CSP Technologies Focus of Permitting Logjam in California
California once jump-started the world’s Concentrated Solar Power (CSP) and the rest of renewable energy industry in the ‘80s, but today, the state has earned the reputation of being the most difficult state to site, permit, and construct any type of renewable energy project in the country. Since the Mojave Desert in southeastern California ranks second only to Africa’s Sahara desert in terms of the premium solar resources necessary to support Concentrated Solar Power (CSP) technologies, efforts to streamline government approvals in California carry major impacts on the global markets for parabolic trough, power tower, and Stirling engine CSP technologies.
Consider this startling fact: the cost of mitigating impacts on endangered desert tortoise populations in San Bernardino County (another hot spot for CSP and other renewables) can reach $1 million — per tortoise!
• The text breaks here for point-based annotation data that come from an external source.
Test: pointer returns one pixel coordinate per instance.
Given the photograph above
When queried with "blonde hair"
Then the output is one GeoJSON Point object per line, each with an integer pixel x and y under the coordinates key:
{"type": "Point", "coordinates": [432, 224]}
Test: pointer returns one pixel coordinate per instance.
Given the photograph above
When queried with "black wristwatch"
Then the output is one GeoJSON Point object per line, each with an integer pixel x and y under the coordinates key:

Unfortunately, power plant siting challenges could become more – rather than less – cumbersome with the recent introduction of desert protection legislation by Senator Diane Feinstein (D-California). The proposed legislation would place more than a million acres of public land in the Mojave Desert off limits to CSP and other renewable energy resource development.
The good news is that one new CSP project – the 392 MW Ivanpah Solar Electric Generating System developed by BrightSource Energy – gained approval from the California Energy Commission (CEC) on March 17th. This CSP project – which deploys a new 459-foot tall “power towers” technology – would be the first new large scale solar thermal projects built in California in nearly two decades. The CEC environmental impact review took two-and-a-half years, a relatively short time considering that a few projects in the state have been involved in the permitting process for close to a decade. (Part of the urgency on behalf of this particular facility was a $1.37 billion loan guarantee from the federal Department of Energy that will expire if construction does not begin before the end of 2010.)
There are a few other signs of progress in the state’s efforts to have its investor-owned utilities to meet its targets of 20% renewable energy supply by 2010 and 33% by 2020. State regulators finally signed off on the construction of new transmission lines that can tap California’s world-class wind resource area in Kern County’s Tehachapi Mountains, which has the potential to add more than 5,000 MW of new wind power capacity to the state’s supply portfolio. Terra-Gen Power LLC, a wind power developer, also recently broke ground on a new wind farm in this last gigantic remaining wind resource area in California on private lands featuring 100 1.5 MW General Electric turbines. Ultimately, the project is to be built out to 800 MW.
In order to help break the permitting logjam for California’s renewable energy industry in southern California, Governor Schwarzenegger is hosting a series of meetings and events in the California desert this week. On March 24th, a conference entitled “Siting and Permitting Large-Scale Projects in the California Desert and Beyond,” is being held at UC Riverside.